Путешествие Казановы по Швейцарии. — Его встреча в Женеве с Вольтером. — Его беседы со знаменитым философом.

Тотчас по прибытии Ледюка и выслушании его отчета Казанова снялся с якоря и пустился в дальнейший путь. Он направился в Швейцарию — через Шафгаузен в Цюрих. Ввиду его многочисленных, но ничем особенным не замечательных приключений в Швейцарии мы отметим только одну странную идею, овладевшую им в Цюрихе. Очутившись с такою внезапностью в городе, куда он и не думал совсем направляться и куда попал Бог весть какими судьбами, он внезапно задумался над своим положением. Он вспомнил всю свою жизнь, разобрал все свое поведение и вдруг почувствовал самые острые угрызения совести. Он вспомнил, что судьба постоянно благоволила к нему превыше его заслуг, а он всегда только и делал, что сам разрушал свое счастье. Вот хоть бы последнее приключение в Штутгарте: из-за собственной глупости он едва не поплатился всем своим состоянием! И он тут же дал себе слово впредь вести себя хорошо. Он подсчитал свое имущество и оказался обладателем доброй сотни тысяч экю. Этого совершенно достаточно, чтобы обеспечить себе спокойное существование вдали от всяких превратностей. «Мне надо полный мир, полный душевный покой, — мечтал он, — в нем только я и буду счастлив!»

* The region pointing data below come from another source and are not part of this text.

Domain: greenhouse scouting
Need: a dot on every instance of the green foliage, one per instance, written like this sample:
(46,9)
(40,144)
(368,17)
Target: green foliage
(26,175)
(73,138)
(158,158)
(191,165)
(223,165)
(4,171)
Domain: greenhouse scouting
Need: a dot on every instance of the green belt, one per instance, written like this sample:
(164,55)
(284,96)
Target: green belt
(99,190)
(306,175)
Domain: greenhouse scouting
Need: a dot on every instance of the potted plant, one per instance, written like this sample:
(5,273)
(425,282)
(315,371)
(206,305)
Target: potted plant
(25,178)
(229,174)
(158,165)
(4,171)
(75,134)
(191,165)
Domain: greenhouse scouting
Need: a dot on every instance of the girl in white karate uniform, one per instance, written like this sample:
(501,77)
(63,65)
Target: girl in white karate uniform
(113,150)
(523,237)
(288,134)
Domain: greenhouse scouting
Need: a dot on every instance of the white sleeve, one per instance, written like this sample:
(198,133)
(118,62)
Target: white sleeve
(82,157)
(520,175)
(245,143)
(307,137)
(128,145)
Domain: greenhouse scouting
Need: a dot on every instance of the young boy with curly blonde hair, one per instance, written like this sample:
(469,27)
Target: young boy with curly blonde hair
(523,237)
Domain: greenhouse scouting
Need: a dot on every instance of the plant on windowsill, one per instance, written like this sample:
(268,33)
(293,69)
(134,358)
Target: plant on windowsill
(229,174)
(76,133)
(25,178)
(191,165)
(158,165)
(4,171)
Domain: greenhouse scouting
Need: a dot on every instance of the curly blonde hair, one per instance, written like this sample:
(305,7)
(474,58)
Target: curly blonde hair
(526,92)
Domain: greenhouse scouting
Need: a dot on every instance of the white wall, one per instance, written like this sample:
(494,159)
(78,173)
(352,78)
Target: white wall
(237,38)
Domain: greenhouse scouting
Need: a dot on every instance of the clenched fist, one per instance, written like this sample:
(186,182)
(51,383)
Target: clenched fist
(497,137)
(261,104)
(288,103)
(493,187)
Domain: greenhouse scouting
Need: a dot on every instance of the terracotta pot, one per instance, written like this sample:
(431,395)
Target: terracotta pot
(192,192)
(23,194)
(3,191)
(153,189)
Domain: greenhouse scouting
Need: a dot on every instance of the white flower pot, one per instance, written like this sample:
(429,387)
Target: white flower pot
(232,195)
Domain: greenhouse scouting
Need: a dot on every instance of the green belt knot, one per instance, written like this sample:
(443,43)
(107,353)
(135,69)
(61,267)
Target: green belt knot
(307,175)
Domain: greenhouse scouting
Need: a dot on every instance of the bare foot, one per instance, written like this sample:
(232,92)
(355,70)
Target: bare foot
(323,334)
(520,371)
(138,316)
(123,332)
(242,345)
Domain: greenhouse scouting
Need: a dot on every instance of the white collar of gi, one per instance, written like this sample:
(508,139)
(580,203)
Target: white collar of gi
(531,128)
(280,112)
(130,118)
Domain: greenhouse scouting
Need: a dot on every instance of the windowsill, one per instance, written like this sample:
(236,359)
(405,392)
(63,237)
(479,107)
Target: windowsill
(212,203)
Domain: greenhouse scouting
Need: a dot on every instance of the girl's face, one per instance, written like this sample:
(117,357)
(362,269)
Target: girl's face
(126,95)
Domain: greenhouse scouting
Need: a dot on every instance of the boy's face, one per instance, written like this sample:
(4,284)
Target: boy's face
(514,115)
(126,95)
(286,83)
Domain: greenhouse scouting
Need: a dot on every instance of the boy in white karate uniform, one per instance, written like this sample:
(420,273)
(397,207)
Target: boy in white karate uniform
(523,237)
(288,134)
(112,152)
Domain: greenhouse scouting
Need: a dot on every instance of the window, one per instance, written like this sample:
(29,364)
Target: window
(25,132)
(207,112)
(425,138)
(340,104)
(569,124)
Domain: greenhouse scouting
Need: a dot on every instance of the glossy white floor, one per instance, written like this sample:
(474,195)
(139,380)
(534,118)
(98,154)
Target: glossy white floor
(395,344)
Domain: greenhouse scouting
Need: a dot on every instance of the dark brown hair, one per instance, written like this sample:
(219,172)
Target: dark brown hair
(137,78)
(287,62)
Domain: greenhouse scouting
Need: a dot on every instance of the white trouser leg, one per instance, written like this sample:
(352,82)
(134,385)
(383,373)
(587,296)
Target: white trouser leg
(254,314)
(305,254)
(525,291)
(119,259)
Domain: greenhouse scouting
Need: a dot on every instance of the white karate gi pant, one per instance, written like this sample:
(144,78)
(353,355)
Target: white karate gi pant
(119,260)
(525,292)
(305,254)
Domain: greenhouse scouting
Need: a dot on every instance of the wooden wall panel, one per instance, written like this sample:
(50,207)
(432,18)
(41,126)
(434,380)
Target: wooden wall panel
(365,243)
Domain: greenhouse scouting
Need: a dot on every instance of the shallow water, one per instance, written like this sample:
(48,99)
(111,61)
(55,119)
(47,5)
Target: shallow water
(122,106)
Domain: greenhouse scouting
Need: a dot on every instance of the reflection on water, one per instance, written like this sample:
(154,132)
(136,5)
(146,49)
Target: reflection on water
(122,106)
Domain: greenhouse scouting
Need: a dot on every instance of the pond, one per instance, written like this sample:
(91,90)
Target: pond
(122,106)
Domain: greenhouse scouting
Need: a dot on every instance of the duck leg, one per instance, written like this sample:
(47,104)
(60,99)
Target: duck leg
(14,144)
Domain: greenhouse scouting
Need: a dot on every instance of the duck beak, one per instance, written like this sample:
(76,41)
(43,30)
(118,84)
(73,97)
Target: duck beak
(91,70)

Он заснул с этими мыслями и видел прелестные сны. Утром он проснулся все еще под властью этой мысли о покое и душевном мире. Он вышел на дому и пошел, куда глаза глядят, без определенной цели. Увидев перед собою какую-то церковь, он вошел в нее. Его встретил настоятель, который показал ему всю церковь и, между прочим, след стопы, оставленной, по преданию, самим Христом Спасителем, лично святившим эту церковь. Это была местная легенда, которая привлекала в тот храм (Эйнзидельской Богоматери) множество паломников. Потом он разговорился с настоятелем, был приглашен к нему на обед и подивился роскошному столу и тонким винам почтенного аббата.

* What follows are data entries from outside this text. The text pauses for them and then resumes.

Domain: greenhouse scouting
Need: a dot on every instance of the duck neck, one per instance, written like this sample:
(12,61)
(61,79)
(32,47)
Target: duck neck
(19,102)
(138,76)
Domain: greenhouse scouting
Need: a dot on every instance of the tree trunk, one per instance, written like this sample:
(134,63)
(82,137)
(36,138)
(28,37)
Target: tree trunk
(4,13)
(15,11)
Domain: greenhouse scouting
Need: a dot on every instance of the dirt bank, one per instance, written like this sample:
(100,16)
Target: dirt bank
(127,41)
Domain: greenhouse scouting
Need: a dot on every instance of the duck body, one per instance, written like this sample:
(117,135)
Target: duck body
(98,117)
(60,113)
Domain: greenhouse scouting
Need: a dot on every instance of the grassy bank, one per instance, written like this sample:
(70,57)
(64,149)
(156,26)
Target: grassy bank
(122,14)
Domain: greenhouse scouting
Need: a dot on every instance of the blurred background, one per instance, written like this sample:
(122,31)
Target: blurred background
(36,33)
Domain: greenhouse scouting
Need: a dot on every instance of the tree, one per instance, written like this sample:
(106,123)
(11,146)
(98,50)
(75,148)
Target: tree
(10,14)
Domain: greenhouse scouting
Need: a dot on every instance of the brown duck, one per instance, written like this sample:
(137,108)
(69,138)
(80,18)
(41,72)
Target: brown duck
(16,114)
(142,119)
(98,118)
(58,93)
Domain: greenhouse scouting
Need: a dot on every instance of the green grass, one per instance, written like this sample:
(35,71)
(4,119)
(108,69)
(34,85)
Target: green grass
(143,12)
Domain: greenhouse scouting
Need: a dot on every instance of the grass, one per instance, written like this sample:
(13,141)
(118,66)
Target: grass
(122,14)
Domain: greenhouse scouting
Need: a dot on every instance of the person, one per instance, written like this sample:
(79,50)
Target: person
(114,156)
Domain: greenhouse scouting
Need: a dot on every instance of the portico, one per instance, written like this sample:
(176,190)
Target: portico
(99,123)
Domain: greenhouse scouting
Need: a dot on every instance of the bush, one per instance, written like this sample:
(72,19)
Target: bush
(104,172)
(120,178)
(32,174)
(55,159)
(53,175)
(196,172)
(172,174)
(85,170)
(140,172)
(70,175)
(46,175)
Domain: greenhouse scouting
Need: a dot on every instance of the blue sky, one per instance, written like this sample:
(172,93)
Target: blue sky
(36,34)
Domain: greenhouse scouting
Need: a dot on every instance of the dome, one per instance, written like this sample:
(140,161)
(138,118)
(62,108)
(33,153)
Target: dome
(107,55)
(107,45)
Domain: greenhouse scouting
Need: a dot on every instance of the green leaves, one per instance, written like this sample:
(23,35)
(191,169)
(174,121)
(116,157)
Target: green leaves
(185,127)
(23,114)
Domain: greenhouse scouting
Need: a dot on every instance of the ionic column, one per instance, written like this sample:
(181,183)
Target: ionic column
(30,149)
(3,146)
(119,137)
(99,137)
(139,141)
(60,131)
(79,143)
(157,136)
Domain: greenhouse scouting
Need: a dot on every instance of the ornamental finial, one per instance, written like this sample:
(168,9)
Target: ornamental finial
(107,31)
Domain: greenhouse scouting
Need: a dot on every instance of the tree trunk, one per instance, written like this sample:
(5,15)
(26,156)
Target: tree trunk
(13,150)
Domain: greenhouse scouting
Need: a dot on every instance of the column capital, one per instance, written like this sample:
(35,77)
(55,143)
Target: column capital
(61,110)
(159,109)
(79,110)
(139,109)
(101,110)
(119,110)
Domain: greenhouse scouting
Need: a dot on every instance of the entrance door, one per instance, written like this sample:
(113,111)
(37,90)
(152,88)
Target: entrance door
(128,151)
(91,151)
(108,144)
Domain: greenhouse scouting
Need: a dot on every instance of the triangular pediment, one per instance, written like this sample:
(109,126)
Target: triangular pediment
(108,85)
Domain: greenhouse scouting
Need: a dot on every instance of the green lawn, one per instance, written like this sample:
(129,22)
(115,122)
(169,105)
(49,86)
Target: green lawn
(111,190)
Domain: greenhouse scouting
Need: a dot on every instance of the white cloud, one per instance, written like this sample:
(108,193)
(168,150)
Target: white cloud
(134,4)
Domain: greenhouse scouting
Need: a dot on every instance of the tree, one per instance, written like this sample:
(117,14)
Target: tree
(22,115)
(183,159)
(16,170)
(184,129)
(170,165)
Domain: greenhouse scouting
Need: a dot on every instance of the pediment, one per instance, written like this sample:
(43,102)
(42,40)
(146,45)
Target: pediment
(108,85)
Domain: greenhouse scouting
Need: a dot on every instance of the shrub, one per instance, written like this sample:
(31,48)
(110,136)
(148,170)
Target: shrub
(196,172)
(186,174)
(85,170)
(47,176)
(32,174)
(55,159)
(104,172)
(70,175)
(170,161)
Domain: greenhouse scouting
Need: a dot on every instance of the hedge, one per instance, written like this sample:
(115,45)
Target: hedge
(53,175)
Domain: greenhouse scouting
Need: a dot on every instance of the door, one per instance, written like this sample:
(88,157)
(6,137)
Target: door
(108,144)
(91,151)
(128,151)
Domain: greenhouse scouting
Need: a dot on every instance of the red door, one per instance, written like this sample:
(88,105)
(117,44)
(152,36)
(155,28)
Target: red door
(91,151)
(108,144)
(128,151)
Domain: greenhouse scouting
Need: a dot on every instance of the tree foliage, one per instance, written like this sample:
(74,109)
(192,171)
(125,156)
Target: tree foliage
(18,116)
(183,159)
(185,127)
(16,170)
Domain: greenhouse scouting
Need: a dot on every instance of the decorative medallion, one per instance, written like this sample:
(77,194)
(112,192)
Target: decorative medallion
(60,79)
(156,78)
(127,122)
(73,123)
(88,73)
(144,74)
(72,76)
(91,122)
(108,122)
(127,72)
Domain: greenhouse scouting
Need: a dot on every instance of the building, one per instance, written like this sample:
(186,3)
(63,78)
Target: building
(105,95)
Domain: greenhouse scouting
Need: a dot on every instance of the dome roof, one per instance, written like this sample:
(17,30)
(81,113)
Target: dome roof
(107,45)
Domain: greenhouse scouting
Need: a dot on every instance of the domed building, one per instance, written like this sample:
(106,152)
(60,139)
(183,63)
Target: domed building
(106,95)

После обеда беседа у них затянулась, и вот, должно быть, под влиянием настроения, навеянного вчерашними размышлениями, Казанову вдруг одолела настойчивая мысль сделаться монахом!.. Он с трудом удержался, чтобы тотчас не изъявить своего желания настоятелю. В конце концов он одолел-таки свою прыть и попросил только настоятеля исповедовать его. Состоялась торжественная исповедь, потом, на другой день, торжественное причащение. Наш герой окончательно настроился на благочестивый лад. И это настроение упорно держалось в нем некоторое время. Еще два-три дня, и, кто знает, Казанова, пожалуй, приступил бы к осуществлению своей блажи. Но лукавый не дремал и уже готовил нашему герою ловушку.

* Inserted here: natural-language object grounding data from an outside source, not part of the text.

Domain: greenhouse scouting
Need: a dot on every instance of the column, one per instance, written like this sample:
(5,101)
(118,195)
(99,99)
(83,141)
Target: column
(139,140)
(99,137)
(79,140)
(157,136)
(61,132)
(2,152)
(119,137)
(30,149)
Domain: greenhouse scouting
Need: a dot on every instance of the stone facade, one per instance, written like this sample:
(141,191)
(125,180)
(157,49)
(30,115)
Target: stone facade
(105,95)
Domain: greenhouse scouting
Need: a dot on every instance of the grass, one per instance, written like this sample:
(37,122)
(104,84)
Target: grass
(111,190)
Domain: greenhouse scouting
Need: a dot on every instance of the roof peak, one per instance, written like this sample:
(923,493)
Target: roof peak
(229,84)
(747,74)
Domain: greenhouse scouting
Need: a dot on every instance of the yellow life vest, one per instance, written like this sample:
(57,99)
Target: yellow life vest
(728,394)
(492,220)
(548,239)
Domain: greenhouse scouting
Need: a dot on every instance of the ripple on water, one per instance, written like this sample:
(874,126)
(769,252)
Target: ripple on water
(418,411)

В гостиницу, где он стоял, вдруг явилась какая-то прелестная путешественница. Казанова увидал ее, ахнул, и благочестивым его мыслям пришел конец.

Здесь мы пропускаем целый ряд его дальнейших, не имеющих никакого общего интереса похождений и перейдем к его встрече с Вольтером в Женеве, которую он описывает с большими подробностями. Вольтер поселился около Женевы, в усадьбе «Delices», в 1755 году. Казанова прибыл в Женеву в августе 1760 года. Он знал, что Вольтер жил там, и употребил все усилия, чтобы с ним познакомиться. У него нашелся знакомый, который повел его к Вольтеру и представил ему.

Великий мыслитель только что встал из-за стола, когда Казанова и его спутник явились к нему. Он был окружен, словно придворным штатом, толпою кавалеров и дам. Благодаря такой обстановке, представление Казановы отличалось какою-то особою торжественностью.

— Это самый прекрасный момент моей жизни, г. Вольтер! — такими словами наш герой приветствовал своего хозяина. — Я уже двадцать лет как стал вашим учеником, и мое сердце наполняется радостью и счастьем при лицезрении моего дорогого учителя.

— Monsieur, — сострил Вольтер ему в ответ, — почитайте меня еще 20 лет и по истечении этого времени принесите мне плоды этого почтения.

Мы даем здесь лишь приблизительный перевод веселого каламбура, сказанного Вольтером, который играл словами honorer (почитать) и honoraire (гонорар, награда), («Honorez moi encore pendant 20 ans et promettez moi au bout de ce temps de m’apporter mes honoraires»).

— С удовольствием, — отвечал Казанова, — если только вы будете меня ждать до тех пор.

Тем временем Вольтеру представили еще двух англичан. Раскланиваясь с ними, Вольтер вдруг сказал, что хотел бы сам быть англичанином. Это произвело неприятное впечатление на Казанову; такая любезность показалась ему фальшивою и неуместною, англичанам на это приходилось ответить, что они хотели бы быть французами, чтобы отплатить любезностью за любезность. Впрочем, существует известный анекдот об английском матросе, который на точно такие же слова француза отвечал, что если бы он не был англичанином, то желал бы им быть.

Вслед за тем Вольтер опять обратился к Казанове.

— Вы венецианец, — сказал он ему, — и потому, на верное, знаете графа Альгаротти.

Этот Альгаротти был в свое время весьма известный ученый, литератор, философ. Вольтер не раз упоминает о нем в своих произведениях; он очень уважал его.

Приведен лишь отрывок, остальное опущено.